There are people you hunt with & then there are your huntin’ buddies – they are not the same.
Huntin’ buddies are the ones you plot and plan with around the campfire or kitchen table, season after season. They keep you motivated – despite how early the morning or bad the weather. And though you may never admit it, they make you a better hunter because you respect them and their skills – and they, yours. Unfortunately, some huntin’ buddies aren’t truly appreciated until something keeps them from being a part of your hunt.
Huntin’ buddies are important and we have the research to prove it. Studies have shown that as we lose our close hunting partners we are much more likely to find something other than hunting to fill our time. I can attest to this. For the last several years I have been without a duck huntin’ buddy and because of it spend very little time watching the migration over decoys now – you can only sit by yourself for so long before the stories in your head all sound alike.
I’ve been fortunate to have a few huntin’ buddies over my hunting career. Some I still get to hunt with - from time to time. Others I will never get the chance to sit in a blind or walk a field with again. But, I am thankful for all of them and the impact they have made on me both professionally and personally.
My Dad. He taught me the value of doing things the right way and put up with my short-comings as I learned the basics. Dad was not a hunter when I was young so why he ever tolerated my early requests to hunt is still a bit of a mystery. However, by the time my brother was old enough to go Dad was an instigator in the whole affair. To my recollection being “true & fair” was something my Dad always seemed to be concerned with in anything he did – hunting was no different. He exemplified Fair-Chase, years before it became popular.
Uncle Mike & Cousin Bill. Showed me how the social aspect of the hunt added to the experience – as did the food. Hunting with Mike and Bill was a riot. They had grown up hunting together and had many tales to tell – some I know Dad didn’t approve of. They made me realize that at the end of the day it really didn’t matter how full the game-bag was, it was the experience that mattered most and who you got to spend it with. It made all my missed shots bearable.

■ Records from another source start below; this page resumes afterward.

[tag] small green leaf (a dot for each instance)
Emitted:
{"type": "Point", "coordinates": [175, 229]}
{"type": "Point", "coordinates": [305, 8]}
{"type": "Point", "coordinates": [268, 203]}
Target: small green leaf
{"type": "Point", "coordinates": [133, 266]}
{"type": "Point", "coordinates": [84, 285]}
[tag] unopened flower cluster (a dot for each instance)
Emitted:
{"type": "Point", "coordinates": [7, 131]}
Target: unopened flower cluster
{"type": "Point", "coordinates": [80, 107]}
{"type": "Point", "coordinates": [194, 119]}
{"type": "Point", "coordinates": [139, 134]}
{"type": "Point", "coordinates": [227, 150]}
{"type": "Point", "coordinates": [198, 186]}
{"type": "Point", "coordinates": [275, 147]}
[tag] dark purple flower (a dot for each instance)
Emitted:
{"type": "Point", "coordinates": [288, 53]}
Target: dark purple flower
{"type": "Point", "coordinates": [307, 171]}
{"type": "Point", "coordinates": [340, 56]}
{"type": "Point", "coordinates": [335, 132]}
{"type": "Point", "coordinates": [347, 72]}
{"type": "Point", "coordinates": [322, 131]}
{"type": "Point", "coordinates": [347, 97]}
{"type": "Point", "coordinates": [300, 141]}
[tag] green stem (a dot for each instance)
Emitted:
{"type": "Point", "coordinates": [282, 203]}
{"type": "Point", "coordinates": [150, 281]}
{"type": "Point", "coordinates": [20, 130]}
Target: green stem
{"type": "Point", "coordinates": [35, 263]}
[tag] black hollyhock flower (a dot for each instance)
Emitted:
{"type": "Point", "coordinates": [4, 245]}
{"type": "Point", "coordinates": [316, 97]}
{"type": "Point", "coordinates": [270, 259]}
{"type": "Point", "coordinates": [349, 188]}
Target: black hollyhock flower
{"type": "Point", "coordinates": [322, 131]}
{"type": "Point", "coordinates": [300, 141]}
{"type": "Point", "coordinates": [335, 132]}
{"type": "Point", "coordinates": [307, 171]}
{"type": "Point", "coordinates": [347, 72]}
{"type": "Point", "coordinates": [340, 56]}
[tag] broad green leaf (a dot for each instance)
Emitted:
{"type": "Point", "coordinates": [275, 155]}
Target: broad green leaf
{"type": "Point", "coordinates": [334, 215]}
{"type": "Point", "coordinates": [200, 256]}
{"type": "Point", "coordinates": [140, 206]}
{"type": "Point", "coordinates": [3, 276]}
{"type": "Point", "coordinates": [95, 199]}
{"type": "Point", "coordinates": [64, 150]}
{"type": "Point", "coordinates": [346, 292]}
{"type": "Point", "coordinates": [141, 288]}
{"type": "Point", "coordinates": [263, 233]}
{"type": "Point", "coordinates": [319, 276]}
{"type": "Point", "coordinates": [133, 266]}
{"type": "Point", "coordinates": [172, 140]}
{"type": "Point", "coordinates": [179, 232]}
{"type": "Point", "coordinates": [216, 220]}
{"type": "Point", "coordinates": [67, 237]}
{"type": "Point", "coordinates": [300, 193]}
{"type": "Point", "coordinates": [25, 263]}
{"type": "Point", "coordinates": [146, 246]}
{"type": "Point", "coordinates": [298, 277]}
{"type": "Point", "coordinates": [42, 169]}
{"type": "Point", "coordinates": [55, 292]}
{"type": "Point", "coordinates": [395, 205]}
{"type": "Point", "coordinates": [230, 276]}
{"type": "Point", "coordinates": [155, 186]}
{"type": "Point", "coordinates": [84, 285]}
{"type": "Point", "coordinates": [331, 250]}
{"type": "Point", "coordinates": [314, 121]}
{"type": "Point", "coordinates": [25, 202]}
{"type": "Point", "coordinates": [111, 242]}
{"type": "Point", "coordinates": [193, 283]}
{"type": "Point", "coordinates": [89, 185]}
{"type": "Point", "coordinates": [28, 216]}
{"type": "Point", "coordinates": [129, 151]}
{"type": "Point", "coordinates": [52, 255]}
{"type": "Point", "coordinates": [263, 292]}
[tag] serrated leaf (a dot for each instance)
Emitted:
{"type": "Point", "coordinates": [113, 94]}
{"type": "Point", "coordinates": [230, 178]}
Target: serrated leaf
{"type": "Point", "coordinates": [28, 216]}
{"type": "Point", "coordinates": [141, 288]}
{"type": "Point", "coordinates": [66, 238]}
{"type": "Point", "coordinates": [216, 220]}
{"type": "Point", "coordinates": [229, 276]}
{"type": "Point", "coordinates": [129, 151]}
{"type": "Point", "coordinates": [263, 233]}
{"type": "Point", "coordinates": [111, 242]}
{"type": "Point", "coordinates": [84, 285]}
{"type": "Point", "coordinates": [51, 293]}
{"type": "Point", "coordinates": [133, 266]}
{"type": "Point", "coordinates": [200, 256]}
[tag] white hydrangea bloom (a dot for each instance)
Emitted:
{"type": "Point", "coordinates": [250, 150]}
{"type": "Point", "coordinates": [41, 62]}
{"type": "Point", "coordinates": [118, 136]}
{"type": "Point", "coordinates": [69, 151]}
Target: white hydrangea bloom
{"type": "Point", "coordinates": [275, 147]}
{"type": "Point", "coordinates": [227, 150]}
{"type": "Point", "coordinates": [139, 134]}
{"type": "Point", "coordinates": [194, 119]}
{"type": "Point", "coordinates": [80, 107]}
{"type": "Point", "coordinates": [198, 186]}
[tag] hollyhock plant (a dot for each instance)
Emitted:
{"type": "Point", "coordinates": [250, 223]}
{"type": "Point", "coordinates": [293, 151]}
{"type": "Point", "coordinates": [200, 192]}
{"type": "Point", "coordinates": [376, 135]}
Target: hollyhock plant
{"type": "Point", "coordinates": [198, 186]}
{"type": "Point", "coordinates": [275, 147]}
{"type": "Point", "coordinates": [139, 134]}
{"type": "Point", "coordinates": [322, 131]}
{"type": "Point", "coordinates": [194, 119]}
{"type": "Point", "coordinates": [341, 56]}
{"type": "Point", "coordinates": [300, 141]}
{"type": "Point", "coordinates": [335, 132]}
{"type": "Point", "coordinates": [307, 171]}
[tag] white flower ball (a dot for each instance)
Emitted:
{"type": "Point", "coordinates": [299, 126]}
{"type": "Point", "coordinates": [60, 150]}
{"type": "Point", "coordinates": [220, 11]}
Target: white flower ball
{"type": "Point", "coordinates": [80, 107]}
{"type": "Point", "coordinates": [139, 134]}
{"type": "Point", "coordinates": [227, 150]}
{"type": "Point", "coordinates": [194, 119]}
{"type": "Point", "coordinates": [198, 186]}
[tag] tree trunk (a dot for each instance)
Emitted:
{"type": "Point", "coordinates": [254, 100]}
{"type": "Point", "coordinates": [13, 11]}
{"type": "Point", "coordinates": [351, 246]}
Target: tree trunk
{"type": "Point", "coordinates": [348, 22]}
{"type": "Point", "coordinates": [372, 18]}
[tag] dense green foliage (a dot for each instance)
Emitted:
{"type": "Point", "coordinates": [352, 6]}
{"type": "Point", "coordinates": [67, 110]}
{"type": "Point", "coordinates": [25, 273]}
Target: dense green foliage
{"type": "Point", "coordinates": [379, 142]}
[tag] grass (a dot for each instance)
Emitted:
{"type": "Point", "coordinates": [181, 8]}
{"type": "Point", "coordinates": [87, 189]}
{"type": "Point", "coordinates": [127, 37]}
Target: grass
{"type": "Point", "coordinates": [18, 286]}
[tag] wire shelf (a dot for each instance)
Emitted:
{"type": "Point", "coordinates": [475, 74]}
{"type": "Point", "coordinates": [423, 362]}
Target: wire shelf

My Brother. Perhaps Gabe has been my best huntin’ buddy as we just fit together. Let’s face it, we were cut from the same cloth, had the same parental influences, both stopped growing when he we hit the Hershberger-height of 5’10″ and had a nearly unquenchable thirst for hunting adventure of just about any type. We are very like-minded, knowing what the other is going to do in most situations and we hunt for the same reasons. I am not sure what our relationship would be like if hunting wasn’t such a big part of both of our lives – and I am glad I may never know.
My Co-workers & Bosses. I was fortunate in some of my early jobs to find I was surrounded by outdoors-men that were willing to share their knowledge with me and helped hone my skills. Rhett proved to me that there was more to spring turkey hunting than calling. Rolfes taught me duck hunting meant more than opening weekend. Adams proved to me that public hunting areas weren’t as bad as advertised – when you know how to hunt them.
Friends. There were a few of these, too. Devon helped keep me outdoors through my college years and shared a story or two of his days growing up in Nebraska. Mike made me laugh when things didn’t go as planned, unless the Huskers were playing poorly. Larry was willing to share the results of his hard-work – in both birds & dogs. Rich taught me most barriers are self-imposed and that the heart makes the hunter.
My wife. Leslie was willing to see what the sport had to offer and why it took up so much of my time. Her first love was waterfowl. Then came muzzleloader deer – her father’s influence. After that was spring turkey hunting with her kids. Finally archery deer. She has been willing to put-up with me and my “instruction” on things outdoors and hunting – which can be challenging. However, life continues to offer twists that often has one of us ready to hunt, while the other cannot get away from our obligations. But, every once in a while we do find some small piece of time where I get to sneak out with my closest huntin’ buddy.
Huntin’ buddies can make the hunt fun, educational, worthwhile and sometimes they are the biggest reason we head to the field with gun or bow in the first place. So, who are your huntin’ buddies and what makes them important to you?